Monday, April 13, 2009

MRIS March 2009 Housing Report: The Gazillionaire Effect

Last week MRIS released its data for signed sales contracts for existing home and condos in the District during March 2009. I have to say it was an odd month. As you can see below, all metrics - save transaction volume - were negative.

When you look at the data, you'd think there's a sudden boomlet in condo sales since MRIS' data show a 16.37% increase in dollar volume and an almost 30% increase in average sales prices for that market. However, a little investigation showed that ten condos sold for more than $1MM; two cost between $2.5-5MM and one sold for more than $5MM. The latter, located at the Georgetown Ritz-Carlton, sold for $7.295MM and was the subject of a story by my buddies at UrbanTurf. Since MRIS' data aren't granular enough for detailed analysis, it's difficult to determine the degree to which these particular sales skewed the market. At least until I analyze the District's sales data. Since the Ritz-Carlton sale clouds an effective analysis of the month's sales using MRIS data, I declare the month null and void thanks to the Gazillionare Effect.

What I'm seeing in March's data:

  • More homes sold [up 14.21%], but at lower prices [down 26.04%], so overall dollar volume was 15.52% lower. Nineteen homes sold for more than $1MM.
  • YoY, condo unit sales fell 10.34% and average prices rose 29.79%, which is is questionable thanks to the gazillionaire's purchase at the Ritz.
  • Based on March's sales volume, there is a 9.07 month inventory of condos listed [a huge 43.76% decrease from February] and 9 month's supply for homes [a 25.04% decrease]. Compared to February 2008, the number of condos listed is up 1.98%, while home listings grew 8.14%.

I wonder what the condo fee is at the Ritz-Carlton.

Detailed Data

Average Sales Price

Dollar Volume

Transaction Volume

5 comments:

Ben said...

I've read elsewhere that what were seeing (ie the pop in home sales) is due to the income tax credit people can now take advantage of.

Once those people buy homes (Ie over the next month or so) we will see a temporary growth in home sales and then another slump after they are no longer on the market.

Your thoughts?

Anonymous said...

Are you going to post any details about the winning house?

Keith said...

Ben:

I doubt the $8K tax credit is enough to cause much of a bump in real estate sales in the District.

As I understand it, the $8K comes through a $1:$1 credit when you pay your 2009 taxes; at best, the only way to get that money into your pocket today, when it makes a difference, is by hiking your W-4 exemptions enough to start banking the increase in take home pay.

However, it would take a while for that to accumulate to the point where it would be helpful in making a purchase. And until it's in the bank, it won't help with down payment or closing costs.

A realtor I talked to today said he's seen no impact on his activity due to the tax credit.
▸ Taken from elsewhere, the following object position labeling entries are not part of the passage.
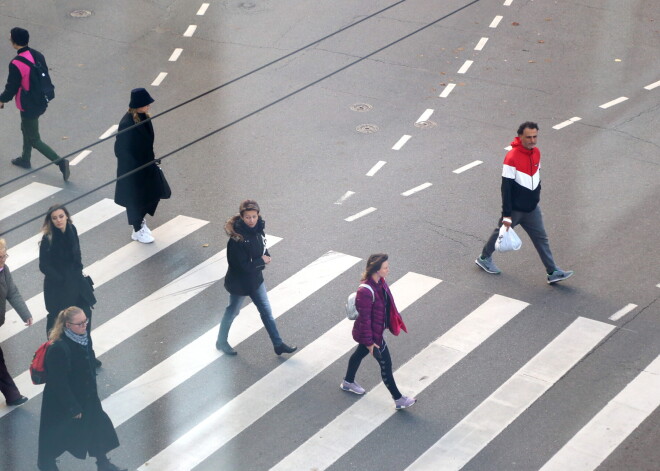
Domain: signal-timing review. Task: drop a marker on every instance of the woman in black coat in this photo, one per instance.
(140, 192)
(72, 418)
(61, 263)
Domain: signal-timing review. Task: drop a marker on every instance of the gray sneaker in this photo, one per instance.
(559, 275)
(487, 265)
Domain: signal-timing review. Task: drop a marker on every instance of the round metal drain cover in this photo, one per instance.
(367, 128)
(361, 107)
(80, 13)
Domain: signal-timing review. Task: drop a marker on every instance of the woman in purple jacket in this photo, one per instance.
(374, 307)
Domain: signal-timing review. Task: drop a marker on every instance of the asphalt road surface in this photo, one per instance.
(360, 127)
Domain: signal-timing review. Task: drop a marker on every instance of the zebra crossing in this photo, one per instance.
(322, 448)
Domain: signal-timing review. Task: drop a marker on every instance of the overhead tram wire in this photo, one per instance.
(252, 113)
(208, 92)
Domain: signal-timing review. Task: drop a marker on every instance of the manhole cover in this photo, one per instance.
(80, 13)
(361, 107)
(367, 128)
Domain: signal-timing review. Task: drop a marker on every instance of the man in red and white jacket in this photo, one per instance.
(521, 192)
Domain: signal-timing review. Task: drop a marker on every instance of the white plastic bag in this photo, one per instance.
(507, 240)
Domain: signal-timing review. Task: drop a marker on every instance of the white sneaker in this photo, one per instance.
(142, 236)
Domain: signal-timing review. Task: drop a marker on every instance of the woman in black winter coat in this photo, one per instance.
(140, 192)
(247, 256)
(72, 418)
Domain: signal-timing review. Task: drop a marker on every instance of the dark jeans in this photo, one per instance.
(382, 355)
(31, 138)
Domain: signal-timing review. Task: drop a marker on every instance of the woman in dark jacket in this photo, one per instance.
(375, 307)
(72, 418)
(140, 192)
(247, 256)
(61, 263)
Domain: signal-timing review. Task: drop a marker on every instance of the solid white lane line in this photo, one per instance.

So, until empirical data are available that prove the reports, I attribute all those articles to a reporter filling some space to make a deadline.

Ben said...

Oh, interesting as I thought the tax credit was 8k on top of your normal tax return (or a debit if you owe taxes); you sure on that part?

Regardless just from talking to friends in my circle the tax credit have given them incentive to start looking. Whether that turns into sales is another thing altogether (or if my circle of friends are different from other buyers).

An economist will argue that a consumer who knows his income will increase in the future (ie the tax credit) will increase his current consumption. This increase could come in the form of a home purchase.

I do agree though we won't fully know until data is there to prove the point, one way or another.

Keith said...

Ben:

With the $8000 tax credit, you lower taxes owed by $8000 next April 15, unless you qualify to apply it to your 2008 taxes.

From the NAHB web site:

Is a tax credit the same as a tax deduction?

No. A tax credit is a dollar-for-dollar reduction in what the taxpayer owes. That means that a taxpayer who owes $8,000 in income taxes and who receives an $8,000 tax credit would owe nothing to the IRS.

A tax deduction is subtracted from the amount of income that is taxed. Using the same example, assume the taxpayer is in the 15 percent tax bracket and owes $8,000 in income taxes. If the taxpayer receives an $8,000 deduction, the taxpayer’s tax liability would be reduced by $1,200 (15 percent of $8,000), or lowered from $8,000 to $6,800.